On one occasion when Mr. Moorehouse and I were holding meetings at Scarboro, in the north of England, the services were attended by a number of Quaker ladies, among them a cousin of John Bright, the great English statesman. Wishing to have this hymn sung at one of the meetings, this lady wrote out the following request: ”Will Mr. Sankey please repeat the hymn, 'I've found a Friend,' in his usual way? ”In thus wording her note she avoided asking me to sing, which is against the custom of the Society of Friends.

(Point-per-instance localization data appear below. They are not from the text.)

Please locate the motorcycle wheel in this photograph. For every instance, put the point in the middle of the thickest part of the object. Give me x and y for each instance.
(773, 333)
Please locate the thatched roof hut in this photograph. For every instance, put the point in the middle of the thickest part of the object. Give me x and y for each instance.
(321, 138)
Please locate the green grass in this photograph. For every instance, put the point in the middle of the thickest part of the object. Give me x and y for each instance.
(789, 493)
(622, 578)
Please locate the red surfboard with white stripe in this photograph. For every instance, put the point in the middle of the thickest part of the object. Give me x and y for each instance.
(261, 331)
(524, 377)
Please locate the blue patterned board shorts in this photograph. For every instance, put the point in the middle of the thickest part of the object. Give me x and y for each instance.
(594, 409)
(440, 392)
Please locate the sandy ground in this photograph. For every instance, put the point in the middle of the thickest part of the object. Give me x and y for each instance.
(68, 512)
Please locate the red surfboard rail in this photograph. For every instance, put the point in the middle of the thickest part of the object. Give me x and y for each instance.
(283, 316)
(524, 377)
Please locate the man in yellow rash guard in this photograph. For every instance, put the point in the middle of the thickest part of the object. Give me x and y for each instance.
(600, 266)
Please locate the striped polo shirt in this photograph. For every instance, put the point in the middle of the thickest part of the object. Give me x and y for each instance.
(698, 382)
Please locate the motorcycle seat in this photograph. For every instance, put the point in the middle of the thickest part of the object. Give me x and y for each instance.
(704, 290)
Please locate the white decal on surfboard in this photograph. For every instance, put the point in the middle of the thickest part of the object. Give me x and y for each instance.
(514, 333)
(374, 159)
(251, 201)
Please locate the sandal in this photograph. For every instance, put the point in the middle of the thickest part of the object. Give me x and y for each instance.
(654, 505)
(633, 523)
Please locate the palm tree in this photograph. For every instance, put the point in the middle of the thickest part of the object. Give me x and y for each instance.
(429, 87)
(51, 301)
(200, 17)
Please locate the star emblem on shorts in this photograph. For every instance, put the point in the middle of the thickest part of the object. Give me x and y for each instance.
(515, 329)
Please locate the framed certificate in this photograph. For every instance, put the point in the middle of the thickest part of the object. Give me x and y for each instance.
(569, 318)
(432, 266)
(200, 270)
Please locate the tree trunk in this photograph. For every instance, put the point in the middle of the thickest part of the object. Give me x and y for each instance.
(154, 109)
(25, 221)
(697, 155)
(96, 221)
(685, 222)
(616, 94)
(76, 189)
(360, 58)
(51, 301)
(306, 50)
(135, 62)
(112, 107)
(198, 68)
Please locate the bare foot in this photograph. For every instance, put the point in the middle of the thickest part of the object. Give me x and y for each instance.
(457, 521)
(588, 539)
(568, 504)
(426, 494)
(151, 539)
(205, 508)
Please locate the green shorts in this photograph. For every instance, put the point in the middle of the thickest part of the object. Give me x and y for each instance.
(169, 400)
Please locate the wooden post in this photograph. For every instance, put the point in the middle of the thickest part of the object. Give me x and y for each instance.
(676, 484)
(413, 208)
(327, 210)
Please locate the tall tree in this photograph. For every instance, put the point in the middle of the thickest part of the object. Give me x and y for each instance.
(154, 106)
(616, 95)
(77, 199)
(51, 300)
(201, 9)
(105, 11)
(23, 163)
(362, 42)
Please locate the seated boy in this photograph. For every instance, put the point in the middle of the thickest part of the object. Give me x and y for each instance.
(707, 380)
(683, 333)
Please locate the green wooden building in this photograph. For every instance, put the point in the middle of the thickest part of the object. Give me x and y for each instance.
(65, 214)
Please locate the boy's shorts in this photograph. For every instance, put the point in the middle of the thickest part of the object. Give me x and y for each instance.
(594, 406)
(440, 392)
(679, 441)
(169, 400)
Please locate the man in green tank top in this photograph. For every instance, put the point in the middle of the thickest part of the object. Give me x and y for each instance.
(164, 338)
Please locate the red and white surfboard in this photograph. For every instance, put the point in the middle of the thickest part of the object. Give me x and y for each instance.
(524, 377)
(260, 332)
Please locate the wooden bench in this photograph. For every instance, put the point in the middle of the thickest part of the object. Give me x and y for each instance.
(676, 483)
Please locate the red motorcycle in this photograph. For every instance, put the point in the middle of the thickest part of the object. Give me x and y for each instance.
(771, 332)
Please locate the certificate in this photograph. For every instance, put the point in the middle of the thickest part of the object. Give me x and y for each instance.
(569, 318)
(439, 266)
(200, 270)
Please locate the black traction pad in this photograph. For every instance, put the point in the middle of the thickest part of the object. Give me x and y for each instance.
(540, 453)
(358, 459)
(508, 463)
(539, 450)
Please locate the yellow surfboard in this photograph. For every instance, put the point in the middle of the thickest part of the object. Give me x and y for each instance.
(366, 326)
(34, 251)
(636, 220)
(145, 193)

“We were holding a cottage prayer-meeting in a lodging house, ”says a minister of Nottinghamshire, England,” when a young man lodging there came in to the meeting in a fun-seeking manner. We sang, prayed and read a chapter out of God's Word, and then the young man asked if we would sing a hymn for him. He chose ' I've found a Friend, oh, such a Friend.' When we had sung one verse he began to shed tears, and I am glad to say that he gave his heart to God through the singing of that beautiful hymn. The next morning he left the place, but before leaving he wrote me a letter, of which I give these extracts:' I asked you to sing that hymn because it was a favorite of my darling sister, who is waiting for me at the gates in heaven. I have now promised to meet her there. By God's help, if we do not meet again on earth, I promise to meet you in heaven. You will always think of me when you sing, ”I've Found a Friend. ”Show this letter to my two other friends.'"
The author of this hymn, the Rev. J. G. Small, who was born in Edinburgh in 1817, and died in 1888, wrote many hymns and poems and published several hymn-books.